Это была его любимая присказка.

— А чего их жалеть-то? Они же кого убивают — не жалеют. Они убивают — значит, и их надо убивать.

— Правильно. А людоед — видел по телеку? — вообще людей варил и ел…

— Не говорите гадости! — закричала Нита.

— Так если правда ел! Значит, давай, и мы его сварим?.. По-твоему — так?

— Лучше зажарим! — крикнул Скин.

— И съедим, да?

— А в Упорове одна бабушка живет, — сказала Нита, — говорят, ее сына расстреляли, а через полгода настоящего убийцу поймали. А он у нее один был.

— А раньше по суду четвертовали — отрубали одну руку, потом другую, одну ногу, потом другую — живого человека как бы на четыре части рубили. А потом уже нет, не стали так делать. Пугачева должны были четвертовать…

— Какого Пугачева? — встрял Мячик. — Аллы Пугачевой мужа?

— Ты заткнешься? — спросил Скин.

Но его остановили несколько голосов одновременно. В их компании так разговаривать не было принято.

Заметим под конец, что Мячик был не такой уж Мячик, как это может показаться. Не только в своей деревне, но, пожалуй, и во всем районе он был известен тем, что десяти лет от роду принял роды у своей молодой тетки прямо в лесу под елочкой. Он вел ее в больницу, да не довел — здоровая девятнадцатилетняя молодуха родила по дороге, не успев помучиться.

Когда потом его спрашивали: «Как же это ты, Мячик?..» — он отвечал недовольно: «А че такого-то? Что я, не видел, что ли, как телятся или щенятся?»

Глава 19. Семья Заводиловых

Глубокой ночью всего в двадцати пяти километрах от Оглухина Саня и Калуга бились у машины.

Спустило второе колесо. Первое спустило через пять километров после Щучьего. Подняли машину домкратом, колесо быстро поменяли.

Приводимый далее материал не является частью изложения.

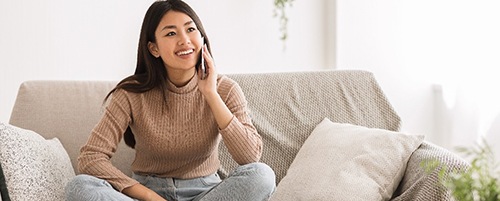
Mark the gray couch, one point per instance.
(285, 108)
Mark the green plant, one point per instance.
(279, 11)
(479, 182)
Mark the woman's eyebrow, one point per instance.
(173, 26)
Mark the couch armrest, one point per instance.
(417, 184)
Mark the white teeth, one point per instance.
(185, 52)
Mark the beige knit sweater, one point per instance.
(178, 139)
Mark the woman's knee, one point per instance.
(83, 183)
(260, 173)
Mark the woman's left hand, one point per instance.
(208, 86)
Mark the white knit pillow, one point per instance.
(347, 162)
(34, 168)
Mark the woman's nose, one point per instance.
(184, 39)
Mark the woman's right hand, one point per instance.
(143, 193)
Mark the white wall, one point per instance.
(97, 40)
(416, 49)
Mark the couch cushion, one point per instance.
(68, 110)
(285, 108)
(34, 168)
(348, 162)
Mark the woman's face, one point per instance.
(178, 42)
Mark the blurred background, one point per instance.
(436, 60)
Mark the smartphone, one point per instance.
(201, 62)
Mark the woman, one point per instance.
(175, 121)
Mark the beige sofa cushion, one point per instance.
(34, 168)
(286, 107)
(347, 162)
(68, 110)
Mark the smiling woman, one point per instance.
(175, 121)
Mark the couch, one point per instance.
(286, 108)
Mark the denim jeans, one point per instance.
(254, 181)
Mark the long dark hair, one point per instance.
(150, 71)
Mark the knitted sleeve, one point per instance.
(240, 136)
(95, 155)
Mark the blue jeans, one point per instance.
(254, 181)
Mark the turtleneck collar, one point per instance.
(190, 86)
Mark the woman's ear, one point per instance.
(153, 49)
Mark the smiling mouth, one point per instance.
(184, 52)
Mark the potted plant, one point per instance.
(479, 182)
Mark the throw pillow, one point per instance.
(34, 168)
(347, 162)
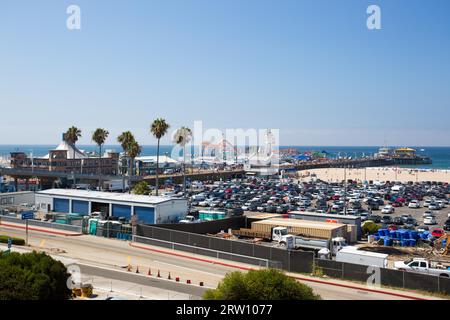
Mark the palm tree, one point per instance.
(158, 128)
(182, 137)
(134, 150)
(71, 136)
(125, 140)
(99, 137)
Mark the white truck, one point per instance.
(365, 258)
(188, 219)
(423, 266)
(280, 234)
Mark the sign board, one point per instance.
(27, 215)
(290, 243)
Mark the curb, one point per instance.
(42, 230)
(189, 257)
(295, 277)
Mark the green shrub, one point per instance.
(32, 276)
(265, 284)
(16, 241)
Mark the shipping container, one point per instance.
(311, 229)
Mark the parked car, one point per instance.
(386, 220)
(447, 225)
(414, 204)
(388, 209)
(429, 220)
(375, 218)
(434, 206)
(437, 233)
(423, 228)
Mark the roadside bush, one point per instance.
(32, 276)
(266, 284)
(16, 241)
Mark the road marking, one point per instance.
(190, 269)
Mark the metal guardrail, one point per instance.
(204, 251)
(44, 224)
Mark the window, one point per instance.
(7, 200)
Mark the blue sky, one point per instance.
(310, 68)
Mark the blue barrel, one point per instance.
(414, 234)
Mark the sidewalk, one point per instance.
(58, 232)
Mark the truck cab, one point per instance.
(282, 236)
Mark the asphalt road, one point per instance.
(108, 257)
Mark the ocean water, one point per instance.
(439, 155)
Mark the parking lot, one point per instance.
(253, 195)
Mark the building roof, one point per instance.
(405, 150)
(152, 159)
(106, 196)
(71, 151)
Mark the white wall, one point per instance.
(17, 198)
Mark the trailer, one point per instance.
(366, 258)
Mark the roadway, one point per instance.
(109, 258)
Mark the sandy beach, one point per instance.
(378, 174)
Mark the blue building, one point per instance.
(147, 209)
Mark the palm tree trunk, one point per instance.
(130, 174)
(100, 169)
(184, 170)
(157, 167)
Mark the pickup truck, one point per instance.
(423, 266)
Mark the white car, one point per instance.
(434, 206)
(388, 209)
(414, 204)
(441, 203)
(205, 203)
(428, 213)
(429, 220)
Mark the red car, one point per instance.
(392, 227)
(437, 233)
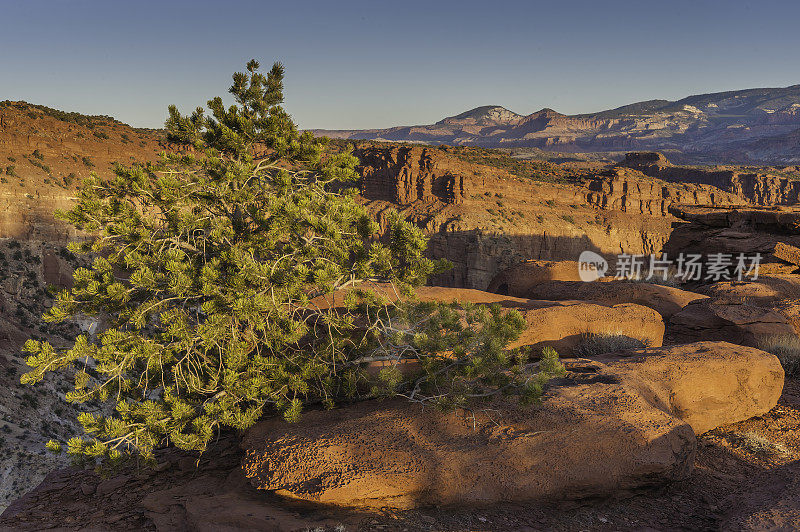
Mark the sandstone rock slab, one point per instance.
(706, 384)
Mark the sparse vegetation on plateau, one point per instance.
(215, 273)
(597, 344)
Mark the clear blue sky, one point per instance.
(361, 64)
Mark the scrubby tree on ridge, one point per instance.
(207, 275)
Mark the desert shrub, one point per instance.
(787, 348)
(756, 444)
(597, 344)
(230, 253)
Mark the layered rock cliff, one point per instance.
(760, 188)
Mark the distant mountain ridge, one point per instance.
(745, 126)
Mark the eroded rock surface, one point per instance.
(593, 435)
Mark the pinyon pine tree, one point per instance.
(213, 276)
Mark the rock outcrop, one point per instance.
(706, 384)
(485, 219)
(44, 155)
(754, 125)
(612, 425)
(759, 188)
(558, 324)
(666, 300)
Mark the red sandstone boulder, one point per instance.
(706, 384)
(560, 324)
(519, 279)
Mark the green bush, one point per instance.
(230, 253)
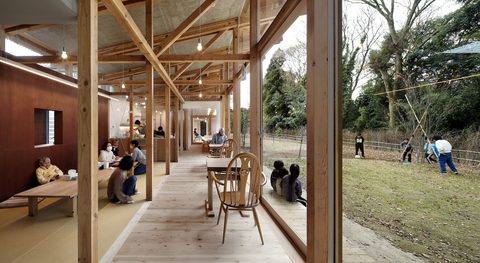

После короткого совещания возвращаться в Щучье на СТО (где написано было, как они заприметили, «Шиномонтаж круглосуточно») за новым колесом не стали: решили ехать без запаски, исходя из военного опыта — в одно и то же место два раза бомба не попадает.

Опыт мирной жизни оказался иным — колесо прокололось на ровной проселочной дороге, и основательно. Калуга не поленился вернуться на пятьдесят метров назад и принес острую железяку. Молча ее осмотрев, «афганцы» помрачнели. Но Жене ничего не сказали.